Recommendation_System
Project overview
- Developed a movie recommendation system using matrix factorization techniques.
- Compared two methods: ALS implemented from scratch versus SVD using the Surprise library.
- The scratch-built model slightly outperformed the library-based model, but with higher complexity and performance.

EDA
- Conducted EDA to gain insights into the dataset and its characteristics.
- Key finding: Users who review more movies tend to review less popular titles.
See the full code HERE
Data preprocessing
- Reduced the dataset to use the 15,000 most frequent users and 3,000 movies
- Created 3 dictionaries user2movie, movie2user and usermovie2rating for matrix factorization.

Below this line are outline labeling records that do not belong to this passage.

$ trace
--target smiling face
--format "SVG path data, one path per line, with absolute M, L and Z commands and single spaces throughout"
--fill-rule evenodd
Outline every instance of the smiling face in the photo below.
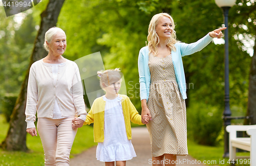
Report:
M 110 83 L 111 84 L 111 83 Z M 107 86 L 105 83 L 103 83 L 106 93 L 108 94 L 116 94 L 118 93 L 121 88 L 121 80 L 111 84 L 110 86 Z
M 159 40 L 166 40 L 172 37 L 174 30 L 170 19 L 165 16 L 161 17 L 156 27 Z
M 54 35 L 50 42 L 47 42 L 49 47 L 49 53 L 55 56 L 61 56 L 67 47 L 66 36 L 61 32 L 58 32 Z

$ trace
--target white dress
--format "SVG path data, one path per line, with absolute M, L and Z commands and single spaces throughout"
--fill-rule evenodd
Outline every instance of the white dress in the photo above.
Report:
M 104 142 L 98 143 L 96 158 L 103 162 L 126 161 L 136 156 L 131 140 L 129 140 L 125 130 L 124 118 L 121 103 L 122 98 L 118 96 L 106 101 L 104 116 Z

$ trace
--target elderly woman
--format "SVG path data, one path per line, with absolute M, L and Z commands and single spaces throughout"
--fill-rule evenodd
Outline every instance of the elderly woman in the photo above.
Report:
M 141 114 L 151 119 L 147 127 L 153 165 L 176 165 L 177 155 L 188 154 L 187 97 L 181 58 L 201 50 L 214 38 L 222 37 L 221 31 L 226 27 L 210 32 L 191 44 L 178 42 L 174 29 L 173 19 L 167 13 L 154 16 L 148 27 L 148 46 L 139 54 Z
M 67 47 L 66 36 L 58 27 L 45 34 L 44 47 L 48 54 L 34 63 L 28 84 L 26 121 L 27 132 L 37 135 L 34 122 L 37 111 L 37 130 L 45 151 L 45 165 L 69 165 L 71 147 L 87 113 L 76 64 L 61 55 Z M 79 116 L 77 117 L 77 116 Z

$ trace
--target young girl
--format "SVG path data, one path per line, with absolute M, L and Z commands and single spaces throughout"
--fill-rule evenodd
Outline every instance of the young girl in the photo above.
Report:
M 98 75 L 106 94 L 94 100 L 84 125 L 94 123 L 97 160 L 105 162 L 105 165 L 114 165 L 115 161 L 116 165 L 125 165 L 126 160 L 136 156 L 131 140 L 130 120 L 143 125 L 148 123 L 148 116 L 142 119 L 129 98 L 118 94 L 122 81 L 119 69 L 98 71 Z

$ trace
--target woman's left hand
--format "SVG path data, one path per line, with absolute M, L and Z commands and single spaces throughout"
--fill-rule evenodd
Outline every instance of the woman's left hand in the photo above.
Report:
M 79 118 L 76 118 L 72 120 L 72 128 L 75 129 L 79 127 L 82 127 L 83 125 L 84 121 Z
M 209 35 L 212 38 L 217 38 L 218 39 L 221 38 L 223 37 L 223 34 L 222 34 L 222 32 L 221 31 L 226 29 L 226 27 L 220 27 L 218 29 L 216 29 L 214 31 L 210 32 L 209 33 Z

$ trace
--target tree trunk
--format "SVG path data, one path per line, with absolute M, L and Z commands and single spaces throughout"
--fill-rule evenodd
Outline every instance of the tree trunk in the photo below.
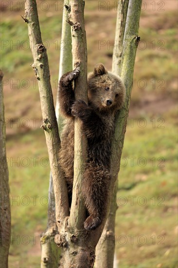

- Created user2movierating and movie2userrating dictionaries, which contain the user-movie rating information.
See the full code HERE
Model 1: Matrix factorization from scratch
- Implemented a matrix factorization model, where the user factors (W) and item factors (U) are learned to predict the user-item ratings.
- The model includes user biases (b) and item biases (c), which are learned along with the latent factors.
- The update functions alternately optimize the user factors/biases and item factors/biases, using regularized least squares to learn the parameters that minimize the mean squared error between predicted and actual ratings.
- The final results are Train MSE: 0.5125, Test MSE: 0.5126
See the full code HERE
Model 2: Matrix factorization using surprise library
- Implemented a recommendation system using the Surprise library using a SVD (Singular Value Decomposition) model
- Performed K-Fold Cross-Validation with Early Stopping to evaluate the model’s performance, calculating the Mean Squared Error (MSE) on both the training and testing sets for each fold.
- The final results are Train MSE: 0.6308, Test MSE: 0.6377
See the full code HERE
Conclusions
- Model 1 exhibited slightly better performance than Model 2 (0.5126 vs. 0.6377).
- Model 2 was faster overall, though its runtime increased due to Cross-Validation, unlike Model 1, which did not have parameter tuning.
- Model 1 was more complex to code but conceptually simpler, adhering to the formula for regularized least squares.
- Model 1 could benefit from further vectorization to improve its runtime performance but it would make it more complex as it will not follow the regularized least squares formula as much.